El capataz había dejado ya atrás la pradera y avanzaba por las estribaciones de las montañas que eran atravesadas por el cañón, cuando, de pronto, de entre unos árboles que crecían a unos ciento cincuenta metros de él, vio surgir una columna de humo, acompañada del zumbido de una bala de gran calibre y, un instante después, de una detonación.
Searles se dio cuenta, cuando todo hubo ocurrido, de que, un momento antes de sonar el disparo, él había obligado a su caballo a saltar a un lado, obedeciendo a un súbito e inexplicable impulso. El haberlo hecho le salvó la vida.
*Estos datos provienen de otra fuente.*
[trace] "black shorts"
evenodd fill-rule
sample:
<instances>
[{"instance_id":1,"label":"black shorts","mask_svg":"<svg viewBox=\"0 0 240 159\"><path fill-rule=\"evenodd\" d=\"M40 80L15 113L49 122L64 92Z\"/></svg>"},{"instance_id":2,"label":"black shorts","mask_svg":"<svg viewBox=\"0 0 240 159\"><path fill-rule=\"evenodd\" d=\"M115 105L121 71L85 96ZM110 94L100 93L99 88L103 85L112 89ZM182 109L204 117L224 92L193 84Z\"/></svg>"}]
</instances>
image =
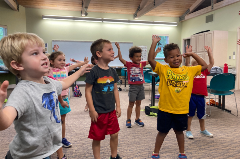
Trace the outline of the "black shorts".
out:
<instances>
[{"instance_id":1,"label":"black shorts","mask_svg":"<svg viewBox=\"0 0 240 159\"><path fill-rule=\"evenodd\" d=\"M187 130L187 114L171 114L158 111L157 130L161 133L168 133L171 128L177 131Z\"/></svg>"}]
</instances>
Y de nuevo volvió a salvarla al picar espuelas, y en vez de buscar la protección que podían ofrecerle las altas hierbas que crecían a ambos lados del camino, siguió adelante, en dirección al oculto tirador.
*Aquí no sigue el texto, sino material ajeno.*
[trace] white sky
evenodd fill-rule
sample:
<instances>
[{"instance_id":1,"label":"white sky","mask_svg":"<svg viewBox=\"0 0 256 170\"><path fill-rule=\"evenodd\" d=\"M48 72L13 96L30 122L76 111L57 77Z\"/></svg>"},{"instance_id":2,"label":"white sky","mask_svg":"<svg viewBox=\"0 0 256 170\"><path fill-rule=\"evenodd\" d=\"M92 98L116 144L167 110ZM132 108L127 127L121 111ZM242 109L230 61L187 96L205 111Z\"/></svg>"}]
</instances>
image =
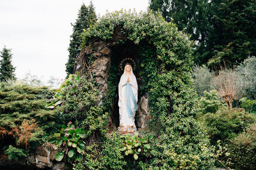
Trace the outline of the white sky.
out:
<instances>
[{"instance_id":1,"label":"white sky","mask_svg":"<svg viewBox=\"0 0 256 170\"><path fill-rule=\"evenodd\" d=\"M149 0L92 0L98 16L124 9L146 11ZM66 76L70 23L86 0L0 0L0 50L12 49L15 74L30 71L44 81Z\"/></svg>"}]
</instances>

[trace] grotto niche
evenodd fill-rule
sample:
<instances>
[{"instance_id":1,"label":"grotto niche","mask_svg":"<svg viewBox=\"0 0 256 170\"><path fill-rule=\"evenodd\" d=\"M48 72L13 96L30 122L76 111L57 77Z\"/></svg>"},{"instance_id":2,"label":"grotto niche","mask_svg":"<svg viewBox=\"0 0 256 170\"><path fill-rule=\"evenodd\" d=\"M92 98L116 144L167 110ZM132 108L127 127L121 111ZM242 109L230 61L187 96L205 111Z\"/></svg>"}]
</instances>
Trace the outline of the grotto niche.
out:
<instances>
[{"instance_id":1,"label":"grotto niche","mask_svg":"<svg viewBox=\"0 0 256 170\"><path fill-rule=\"evenodd\" d=\"M93 79L99 93L95 104L100 110L93 120L99 125L93 124L92 131L107 136L108 145L118 145L114 136L122 138L115 132L119 126L117 87L123 73L119 66L124 59L131 58L136 64L134 73L138 85L135 122L141 129L138 135L154 136L154 152L143 162L166 169L211 166L211 150L202 150L209 143L196 119L198 108L191 75L193 43L189 36L178 31L175 24L166 22L161 13L149 10L107 13L85 30L82 38L76 71Z\"/></svg>"},{"instance_id":2,"label":"grotto niche","mask_svg":"<svg viewBox=\"0 0 256 170\"><path fill-rule=\"evenodd\" d=\"M92 39L91 45L83 48L77 62L76 71L87 73L99 85L99 106L102 106L104 111L109 113L108 127L110 131L117 130L119 127L118 86L124 73L124 64L128 62L132 64L138 85L138 109L135 114L135 124L138 130L147 129L150 110L148 95L143 87L145 81L140 76L142 72L140 70L143 52L141 46L127 39L122 34L122 29L116 27L109 41Z\"/></svg>"}]
</instances>

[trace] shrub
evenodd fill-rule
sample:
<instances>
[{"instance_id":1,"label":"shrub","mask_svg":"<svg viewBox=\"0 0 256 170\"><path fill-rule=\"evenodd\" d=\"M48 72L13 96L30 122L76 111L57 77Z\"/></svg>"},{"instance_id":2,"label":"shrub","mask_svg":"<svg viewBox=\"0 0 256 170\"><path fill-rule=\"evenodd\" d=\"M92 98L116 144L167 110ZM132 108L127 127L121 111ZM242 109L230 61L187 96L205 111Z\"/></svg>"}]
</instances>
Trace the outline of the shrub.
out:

Apenas había hecho esto una segunda bala zumbó como un rabioso moscardón y mordió el borde del ala del sombrero del joven.
Este comprendió que había caído en una emboscada, pues la segunda bala procedía de otro punto.
Empuñando su rifle, Searles saltó del caballo y quedó oculto tras los árboles de un bosquecillo. Apenas se hubo aplastado contra el suelo, otras dos balas zumbaron sobre él, haciendo caer unas ramitas de pino.
Searles disparó contra una de las nubecillas de humo; pero lo hizo sin afinar la puntería. En seguida se dejó rodar hasta el fondo de una pequeña hondonada y rápidamente recargó el fusil.
Mientras lo hacía iba dándose cuenta de lo desesperado de su posición. Los movimientos de sus ocultos enemigos eran fáciles de adivinar. Uno de ellos permanecería en su puesto, para impedirle que se moviera, en tanto que el otro daría un rodeo, escalaría la ladera de la montaña y, antes de diez minutos, podría disparar sobre él desde una posición segura, que le colocaría entre dos fuegos.
Entretanto estaba seguro, pues las balas no podían alcanzarle allí; sólo cuando uno de los tiradores llegara a una posición más alta podría herirle sin que él lograse impedirlo.
Dispuesto a vender, al menos, cara su vida, Searles se arrastró lentamente hasta detrás del tronco de uno de los arbolillos que constituían la avanzada del bosque de grandes pinos que se extendía hasta lo alto de la montaña. Recordaba dónde se había ocultado uno de los dos tiradores y su mucha práctica en aquella clase de luchas le hizo comprender que por tratarse de un punto donde la vegetación era escasa, el asesino apostado allí no tardaría de abandonarlo. En cambio, el segundo disparo había llegado de la parte donde la vegetación era más densa y ofrecía fácil enmascaramiento.
Aquel sitio era el que más le preocupaba; pero al cabo de unos minutos de estudiarlo, comprendió Searles que le sería imposible descubrir nada; por ello volvió su atención hacia el primer emboscado.
Apenas lo había hecho sonó una detonación y oyóse un grito de agonía, seguido de un quebrar de ramas y arbustos. El cuerpo de un hombre salió como disparado de entre la maleza y rodó ladera abajo.